The company has about 16 billion yuan ($2.5 billion) of deals abroad in the works for 2015, and expects total investments overseas to rise to as much as 50 billion yuan by year-end upon full payment, from about 33 billion yuan, Chief Investment Officer Timothy Chan said in Shanghai HERE THE OTHER DAY.
More than 10 billion yuan of the new deals are property related, including two projects in the United Kingdom and a $650 million asset-backed-securities project in the United States, he said, declining to name targets.
While a stock-market rally helped triple Chinese insurers’ profits in the first half of the year, an ensuing rout of almost 40 percent from a June 12 high and further anticipated rate cuts threaten to depress returns on new cash from policy sales and maturing investments. The benchmark Shanghai Composite Index tumbled as much as 8.5 percent on Monday, erasing this year’s gain, as government support measures failed to bolster equities.
“When interest rates drop, reinvestments face bigger risks,” Chan said. “We are facing this pro-actively and preparing in advance.”

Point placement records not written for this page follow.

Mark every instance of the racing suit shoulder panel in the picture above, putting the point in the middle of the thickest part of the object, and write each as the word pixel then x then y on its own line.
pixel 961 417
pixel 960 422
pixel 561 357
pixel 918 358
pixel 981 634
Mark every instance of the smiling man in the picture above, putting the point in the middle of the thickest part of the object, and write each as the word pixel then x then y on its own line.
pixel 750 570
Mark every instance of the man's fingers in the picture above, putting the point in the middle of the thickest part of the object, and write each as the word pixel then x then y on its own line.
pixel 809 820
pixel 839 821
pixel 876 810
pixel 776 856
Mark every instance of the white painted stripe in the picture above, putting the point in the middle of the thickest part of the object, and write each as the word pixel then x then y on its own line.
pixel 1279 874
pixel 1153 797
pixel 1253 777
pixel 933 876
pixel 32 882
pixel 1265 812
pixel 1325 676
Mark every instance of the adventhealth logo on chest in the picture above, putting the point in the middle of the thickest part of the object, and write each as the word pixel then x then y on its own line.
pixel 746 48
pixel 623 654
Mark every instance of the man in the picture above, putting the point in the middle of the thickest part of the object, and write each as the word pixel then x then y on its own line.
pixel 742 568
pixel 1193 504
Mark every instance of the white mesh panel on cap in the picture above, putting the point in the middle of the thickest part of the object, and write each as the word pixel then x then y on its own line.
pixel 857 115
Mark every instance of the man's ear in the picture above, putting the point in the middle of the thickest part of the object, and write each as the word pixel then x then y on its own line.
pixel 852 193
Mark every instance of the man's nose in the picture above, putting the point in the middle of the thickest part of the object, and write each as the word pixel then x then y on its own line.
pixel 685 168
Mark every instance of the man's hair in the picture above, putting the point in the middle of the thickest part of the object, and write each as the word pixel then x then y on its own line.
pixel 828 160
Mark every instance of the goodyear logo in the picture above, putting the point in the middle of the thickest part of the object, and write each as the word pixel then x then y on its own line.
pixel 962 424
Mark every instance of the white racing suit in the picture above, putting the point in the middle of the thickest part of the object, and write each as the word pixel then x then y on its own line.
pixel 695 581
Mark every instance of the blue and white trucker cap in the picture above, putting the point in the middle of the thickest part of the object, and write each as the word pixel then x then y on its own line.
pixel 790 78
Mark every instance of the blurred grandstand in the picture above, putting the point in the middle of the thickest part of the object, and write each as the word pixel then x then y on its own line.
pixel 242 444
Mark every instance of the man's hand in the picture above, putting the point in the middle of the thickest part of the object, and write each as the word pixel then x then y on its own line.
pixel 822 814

Ping An has signed an asset-backed securities agreement with a United States logistics company, where the insurer will buy a basket of rental properties from the seller and lease it back for a roughly 8 percent yield based on net operating income, Chan said. Overseas investments will expand gradually, he said, adding that foreign markets also face structural issues like aging of the population and high leverage.
The insurer’s first-half net income jumped 62 percent as investment yields expanded and premium income rose.
Domestically, Ping An will keep focusing on fixed-income securities in the second half, and may put as much as 80 percent of new money into such instruments, compared with the category’s asset weighting of about 77 percent as of June 30. It will seek to boost longer-maturity debt holdings, with a preference for seven-to 10-year debt, to lock in yields that “remain relatively high” before further rate cuts.
“China’s real interest rate is still high and from now on through next year should be heading lower, as the central bank will cut lending rates or reserve requirements,” Chan said.
To arrest the economic slowdown, the People’s Bank of China, the central bank, has cut interest rates four times since November and reduced the amount of cash that lenders must set aside as reserves.
Ping An will also consider buying bonds that policy banks are expected to issue to finance infrastructure construction, he said. The company is in talks with some State-owned enterprises for potential investments as part of their shareholding reforms, he said without naming any.
The insurer expects to focus on “defensive growth stocks” in China’s equities market in the second half, such as innovative finance, medical and consumer-durables companies, as they are the main beneficiaries of slowing inflation and economic growth as well as falling interest rates, Chan said.